To evaluate the role of YAP1 in ERG-driven tumors in vivo, the investigators administered an FDA-approved inhibitor of YAP1 (Verteporfin) to pre-established human orthotopic xenografts tumors, and found that Verteporfin treatment suppressed the growth of ERG-positive, but not ERG-negative, prostate tumor xenografts. Finally, the authors addressed whether activation of YAP1 was sufficient for tumor formation by driving expression of YAP1S127A in the prostate epithelium, which resulted in late-onset prostate tumors that were strikingly similar to ERG-driven tumors, both in histology and transcriptional profile.

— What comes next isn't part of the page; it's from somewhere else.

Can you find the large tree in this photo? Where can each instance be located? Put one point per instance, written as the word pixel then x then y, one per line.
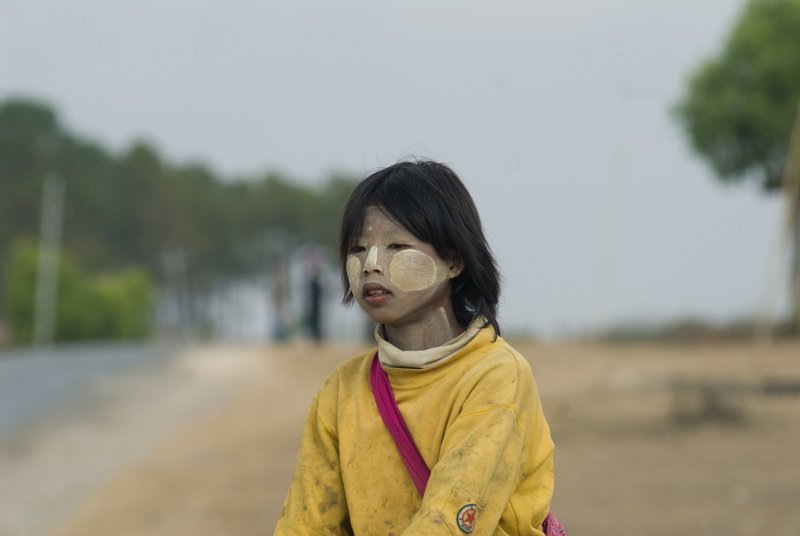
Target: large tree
pixel 741 108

Said Dr. Vasioukhin, "ERG is overexpressed in ~50% of human prostate cancers, but the role and mechanisms of ERG in prostate cancer remained poorly understood. This study demonstrated that ERG expression is sufficient to cause prostate cancer development in aged individuals and revealed a connection between ERG and the Hippo signal transduction pathway, which can explain the molecular mechanisms of ERG in prostate cancer initiation." In conclusion, this important study showed that overexpression of either ERG or YAP1 results in late-onset prostate tumors and it revealed the mechanism responsible for oncogenic function of ERG. Furthermore, since YAP1 activity is required for ERG-driven tumors both in vitro and in vivo, it suggests that the YAP1 antagonist Verteporfin may provide novel therapeutic opportunities.

Nguyen LT, Tretiakova MS, Silvis MR, Lucas J, Klezovitch O, Coleman I, Bolouri H, Kutyavin VI, Morrissey C, True LD, Nelson PS, Vasioukhin V. 2015. ERG activates the YAP1 transcriptional program and induces the development of age-related prostate tumors. Cancer Cell, 27(6), 797-808.

Funding for this study was provided in part by the National Cancer Institute and the Prostate Cancer Foundation.